Notes From Berkshire's Annual Meeting

A Berkshire party.

via Matt Levine

This Saturday saw the umpteenth installment of Warren & Charlie's Geriatric Comedy Hour at the Berkshire Hathaway Inc. annual shareholders' meeting in Omaha, Nebraska, featuring old favorite routines like this one:

Buffett opened the meeting with a quip he's used before but always works on the crowd.

"That's Charlie. I'm Warren. You can tell us apart because he can hear and I can see."

There was also some newer material:

The older of the two, Munger, described what he dreams about:

"Sometimes when I am especially wistful, I think 'Oh, to be 90 again.'"

And some crowd work:

Buffett called out to fellow octogenarian Bogle:

"You're going to be 88 on Monday. In only two years, you'll be eligible for an executive position at Berkshire. Hang in there buddy."

And a line about Ebitda that I am just going to assume was a joke:

“You’ve understated the horrors of the subject and the disgusting nature of the people who brought that term into the valuation of business,” says Mr. Munger. “Now they use it in the business schools. That is horror squared.”

Thanks, you've been a wonderful crowd, try the Cherry Coke. Corporate finance theory does not, I think, have a good account of the annual shareholder meeting. Why would you bother running a public company? Sure it generally pays well, but that won't keep you there for decades; how much money do you really need? Part of it has to be social: The company is where your friends are, and where you have most of your social interactions, and your basic motivation is to make sure that those interactions are pleasant. The annual meeting could be the highlight, or lowlight, of your social calendar, if you take it seriously. The last time we talked about an annual meeting around here, it was Wells Fargo & Co.'s, where a shareholder demanded that directors get up one by one and explain what they knew about the bank's fake-accounts scandal. That would be very unpleasant! If that was really how Wells Fargo's meeting went (it wasn't), it would be a powerful incentive for directors to monitor corporate behavior. On the other hand, having an annual meeting where thousands of acolytes show up to shower you with adoration and laugh at your well-worn jokes is in itself reason enough to run a public company, and to do a good job of it. Warren Buffett and Charlie Munger have fun. Here are some pictures.
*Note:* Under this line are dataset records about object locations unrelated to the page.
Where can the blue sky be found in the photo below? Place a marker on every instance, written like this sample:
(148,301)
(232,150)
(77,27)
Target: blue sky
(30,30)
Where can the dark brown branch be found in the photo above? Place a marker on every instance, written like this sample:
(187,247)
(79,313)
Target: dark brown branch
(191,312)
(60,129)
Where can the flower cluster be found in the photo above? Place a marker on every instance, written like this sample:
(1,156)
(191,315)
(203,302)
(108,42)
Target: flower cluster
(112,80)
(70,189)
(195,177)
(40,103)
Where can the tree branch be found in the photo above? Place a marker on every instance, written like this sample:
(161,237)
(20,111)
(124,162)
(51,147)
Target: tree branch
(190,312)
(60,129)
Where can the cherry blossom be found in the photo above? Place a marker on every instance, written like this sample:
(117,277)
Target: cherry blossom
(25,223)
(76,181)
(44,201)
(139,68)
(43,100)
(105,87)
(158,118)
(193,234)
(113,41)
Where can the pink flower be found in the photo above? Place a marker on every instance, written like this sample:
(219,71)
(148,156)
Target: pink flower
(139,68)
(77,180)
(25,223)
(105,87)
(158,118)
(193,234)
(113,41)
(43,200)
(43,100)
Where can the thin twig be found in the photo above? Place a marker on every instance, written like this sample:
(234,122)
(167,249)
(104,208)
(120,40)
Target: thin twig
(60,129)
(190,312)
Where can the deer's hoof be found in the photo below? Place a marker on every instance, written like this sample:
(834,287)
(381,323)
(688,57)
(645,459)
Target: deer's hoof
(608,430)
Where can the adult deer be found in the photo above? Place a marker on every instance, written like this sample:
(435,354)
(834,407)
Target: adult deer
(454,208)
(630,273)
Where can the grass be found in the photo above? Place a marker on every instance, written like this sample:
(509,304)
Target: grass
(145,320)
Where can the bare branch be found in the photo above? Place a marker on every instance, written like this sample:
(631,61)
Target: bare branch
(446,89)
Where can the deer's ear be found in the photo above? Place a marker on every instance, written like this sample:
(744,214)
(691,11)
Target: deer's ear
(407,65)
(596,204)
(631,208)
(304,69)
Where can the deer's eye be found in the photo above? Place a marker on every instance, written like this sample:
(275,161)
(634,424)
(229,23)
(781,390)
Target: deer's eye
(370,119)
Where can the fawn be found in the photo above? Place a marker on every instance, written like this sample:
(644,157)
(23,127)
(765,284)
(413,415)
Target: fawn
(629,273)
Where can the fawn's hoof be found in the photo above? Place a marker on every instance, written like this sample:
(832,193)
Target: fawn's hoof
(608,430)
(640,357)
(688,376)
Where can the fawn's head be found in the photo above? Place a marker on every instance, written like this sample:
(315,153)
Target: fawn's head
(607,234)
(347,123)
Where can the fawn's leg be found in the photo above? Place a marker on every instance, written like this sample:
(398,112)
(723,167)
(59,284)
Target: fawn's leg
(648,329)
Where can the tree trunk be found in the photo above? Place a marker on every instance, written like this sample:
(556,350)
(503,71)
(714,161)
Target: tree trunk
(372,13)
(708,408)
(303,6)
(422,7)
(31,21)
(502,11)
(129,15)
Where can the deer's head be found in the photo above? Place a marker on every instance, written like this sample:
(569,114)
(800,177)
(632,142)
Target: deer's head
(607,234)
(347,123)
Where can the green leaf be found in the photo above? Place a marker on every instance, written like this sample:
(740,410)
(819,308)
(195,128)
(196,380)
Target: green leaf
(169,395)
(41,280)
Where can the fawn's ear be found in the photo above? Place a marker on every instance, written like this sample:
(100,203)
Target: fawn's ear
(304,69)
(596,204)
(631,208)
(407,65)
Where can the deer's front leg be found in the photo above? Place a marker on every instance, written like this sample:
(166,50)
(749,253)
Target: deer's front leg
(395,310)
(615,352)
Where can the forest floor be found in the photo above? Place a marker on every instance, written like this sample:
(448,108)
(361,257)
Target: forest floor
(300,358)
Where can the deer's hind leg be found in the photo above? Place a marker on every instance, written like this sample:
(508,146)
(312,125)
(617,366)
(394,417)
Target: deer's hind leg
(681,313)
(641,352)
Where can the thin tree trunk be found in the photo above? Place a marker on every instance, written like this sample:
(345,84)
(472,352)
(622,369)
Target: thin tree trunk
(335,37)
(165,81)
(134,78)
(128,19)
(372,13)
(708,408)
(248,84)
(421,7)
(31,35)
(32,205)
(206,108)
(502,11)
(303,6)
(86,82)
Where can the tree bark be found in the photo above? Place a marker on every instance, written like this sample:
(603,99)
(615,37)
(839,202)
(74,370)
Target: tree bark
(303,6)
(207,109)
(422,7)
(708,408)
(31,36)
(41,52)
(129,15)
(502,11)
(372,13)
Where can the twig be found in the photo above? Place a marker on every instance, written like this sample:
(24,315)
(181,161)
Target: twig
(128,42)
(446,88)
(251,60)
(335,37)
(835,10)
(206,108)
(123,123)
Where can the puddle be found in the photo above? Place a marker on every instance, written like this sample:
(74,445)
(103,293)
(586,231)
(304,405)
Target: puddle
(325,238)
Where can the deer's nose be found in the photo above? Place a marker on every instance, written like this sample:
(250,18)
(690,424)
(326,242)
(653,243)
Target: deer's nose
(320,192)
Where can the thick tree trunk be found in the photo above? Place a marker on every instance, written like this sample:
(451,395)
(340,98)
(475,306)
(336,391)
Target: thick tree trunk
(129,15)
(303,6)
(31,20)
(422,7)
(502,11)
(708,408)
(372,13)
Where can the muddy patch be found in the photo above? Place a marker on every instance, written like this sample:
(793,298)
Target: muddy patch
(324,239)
Like many comedians, Buffett and Munger have a serious message, or several serious messages. One is that, despite their long track record of consistent above-market returns from active asset management, they continue to be big boosters of index funds. Thus the shout-out to indexing pioneer Jack Bogle, whom Buffett askedto stand up for a round of applause. The boosting of index funds comes, as always, with a trashing of hedge funds:

"If you even have a billion dollar fund and get two percent of it, for terrible performance, that’s $20 million," Buffett said. "In any other field, it would just blow your mind."

By comparison, the two stock-pickers at Berkshire, Ted Weschler and Todd Combs, manage about $20 billion between them and get paid $1 million a year in salary, plus bonuses based on the amount by which they beat the S&P 500 Index.

We talk sometimes around here about one hypothetical downside of index funds: If all the companies in an industry are owned by the same group of index funds, or other big diversified investors, then those companies will have less incentive to compete with each other by lowering prices. This theory originated with some empirical work about the airline industry, finding that higher cross-ownership there correlates with higher ticket prices. So I suppose it's relevant that Berkshire has taken stakes in a bunch of airlines recently, and that Buffett hopes to profit if they don't compete with each other by lowering prices:

And he predicted that Berkshire could make “a fair amount” on its recent airline investments if carriers keep a stronger grip on fares, while acknowledging “it is no cinch.”

He's learned something from the index funds I guess. Elsewhere at Buffett-fest: Some Berkshire subsidiaries have new chief executive officers. Buffett called the Republican American Health Care Act "a huge tax cut for guys like me." And Berkshire "is already examining ways to benefit from the lower corporate tax rateproposed by President Donald Trump," including taking tax losses now rather than later, when they may be less valuable.